YAY!!! Finally my FC arrived!!! Pretty big box for a watch!









Unbox!


----------



## simms327

???


----------



## RBrylawski

simms327 said:


> ???


Well.....I must admit that is the least "mini" reveiw I think I've seen. I'm disappointed as I'm considering this watch and was hoping we'd see abit more than a large 'empty' box.......


----------



## seaking

I'm sorry guys.. shortly after posting the "mini" review, I had to jump on something urgent. Anyway the weekend is here so here goes.

*Dial*
- This is exactly what has attracted me to the watch. The engraving of pattern in the centre coupled with the breguet hands has given it a very classic look that I really like. The roman numeral printed on the dial brighten up a little when you hold it at certain angles. The breguet hands are polished to shine. Overall all this is an exciting dial for me.

*Case*
- The entire casing are polished all over to mirror shine finishing. Not a single side is spared.

*Leather and watch clasps*
- The leather is nothing to shout about, but even adjusting to the strap to the maximum, it still feels abit loose on my 6.75" wrist. Probably i need to punch another hole on it to make it more fitting. The clasps used for this model is the push button type for easy removal.

*Time and date setting on watch*
- Somehow I find it abit lacking here to my taste. I would prefer that when I'm adjusting the time it should feel "beefier". The feeling that I had when I'm adjusting the time, it felt loose.
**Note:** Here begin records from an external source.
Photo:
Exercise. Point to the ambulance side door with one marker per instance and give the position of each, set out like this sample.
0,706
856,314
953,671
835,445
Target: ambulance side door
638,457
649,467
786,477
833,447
I do not know exactly how to put it to words, but if you have adjusted the submariner before you know what I meant.

So far I have not really spend time with this baby yet, probably I would update on its accuracy after a few days.


----------



## seaking

Just took a shot with my camera


----------



## RBrylawski

seaking said:


> View attachment 853349
> 
> 
> Just took a shot with my camera


Beautiful and thanks for coming back. I'll be looking at one [hopefully] today. As to your comment about changing time. I wouldn't be concerned. What you've described is exactly how it feels to change time on my new B&M Capeland Flyback and it's a $7500 watch.

I know I won't be blown away by the band and actually don't love deployment buckles. If I get this watch, I'll likely replace the band at some point with something I'd like better.

Thanks again and wear this in great health!


----------



## lucielax

What a stunning timepiece!!! Please let us know about the accuracy... Should be my next buy.


----------



## christofurr

This is one of 2 watches I'm seriously considering so I really appreciate this mini review. More photos would be very welcomed!


----------



## seaking

Oh no! I juz came back from my travelling and I noticed that my FC is not keeping time. As I was travelling, I left my FC on a watch winder for a couple of days.. when I come back it looks like it's 1 day plus late ((


----------



## RBrylawski

seaking said:


> Oh no! I juz came back from my travelling and I noticed that my FC is not keeping time. As I was travelling, I left my FC on a watch winder for a couple of days.. when I come back it looks like it's 1 day plus late ((


Are you absolutely certain the watch winder was running? I'd wear the watch for a day and if it keeps time accurately, it would lead me to believe the watch winder didn't do it's job.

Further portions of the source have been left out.